Pakistan already suffers from a fragile economy. We rely heavily on foreign aid and loans. If Pakistan is unsuccessful in getting a clean chit from the FATF, organizations like IMF Or World Bank or Asian Development Bank would implement more scrutiny and even more stringent conditions before providing further loans.
Secondary, the private investors which Pakistan is trying to attract, for instance from China, may also be affected due to FATF’s greylisting. The interest they may have in investing in Pakistani markets will be affected. Non-governmental organizations look towards rating agencies such as Modi’s and Fitch for potential investment opportunities. There is a significant chance that after making it to the grey list, if Pakistan stays on the grey list or God forbids gets on the blacklist, Pakistan’s ranking will be downgraded by these agencies, and this will significantly affect the private investment in the country. So, a grey FATF listing demonstrates that the Pakistani economic system is under significant threat as well as the countries that have financial dealings with Pakistan.
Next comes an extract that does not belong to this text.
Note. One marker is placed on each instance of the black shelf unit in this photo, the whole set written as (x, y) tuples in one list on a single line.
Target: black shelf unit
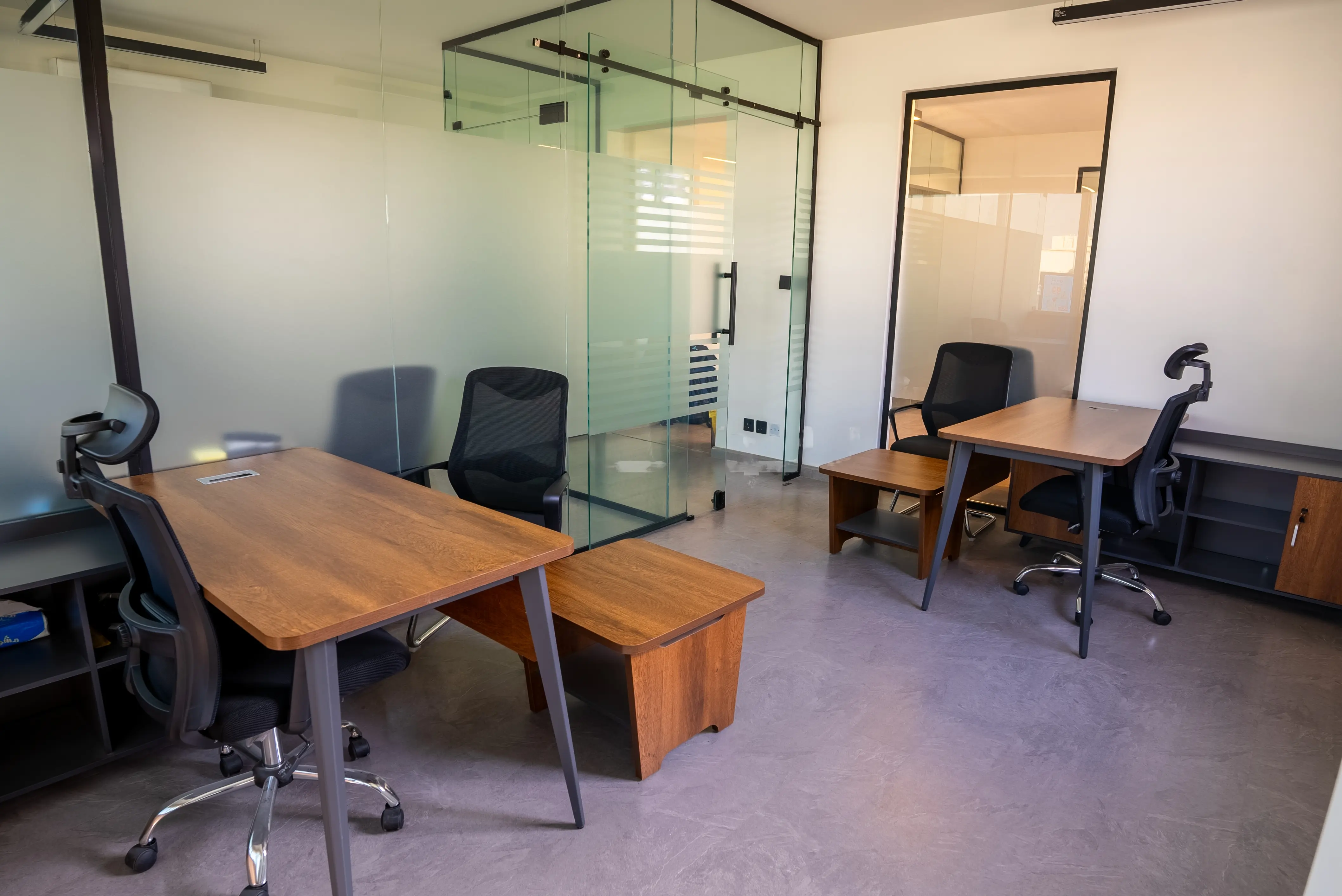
[(62, 699), (1234, 509)]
That is why since last October 2019, Pakistan has been under such close scrutiny by FATF.
Last year (2019), FATF found that out of 27 points which were given to Pakistan for improvement, Pakistan was the only complaint on 5. Now this next meeting (February 2020) will assess how much progress has been made on those 27 points, how much improvement is notable, and on how much significant points are (Pakistan) partially or fully compliant on.
So, to date, the clear actions Pakistani government, particularly Imran Khan’s government, has undertaken to demonstrate compliance includes the recent arrest of Hafiz Muhammad Saeed, and four other top tier Lashkar-e-Tayyiba leaders, along with several risk-based assessments and measures implemented by the State Bank of Pakistan, and also from the private banking sector to implement anti-money laundering regulations and investigations.
Between 60 to 70 organizations and nearly 7,500 people in Pakistan are banned under the government’s anti-terrorism act, being either subjected to close scrutiny or facing registered cases. To date, 228 cases have been registered regarding terror financing, but only 58 convictions have been carried out in Pakistan.
Additionally, it is observed that the majority of cases that have progressed are from Punjab province, which implies there is not much information available from other provinces. So there is a massive gap in understanding this entire ecosystem.
How is money being laundered? Where is it coming from, and where is it going?
Analyzing such efforts by the Pakistani State, FATF’s observed that there have been some improvements in Pakistan’s counter-terror financing profile and efforts. This upcoming meeting (plenary) will discuss and assess that how effective the Pakistani State’s actions have been to date and to what extent they are successful and compliant according to FATF’s s key assessment criteria.
If Pakistan gets declared as a non-compliant, this will have significant negative ramifications on its economy.
Financial Action Task Force (FATF) in its February meeting maintained Pakistan’s ranking as Grey list and give it three months more to comply with its 27 points. In this meeting, Iran and North Korea were blacklisted.
Now the next meeting of FATF will be held in the month of June 2020.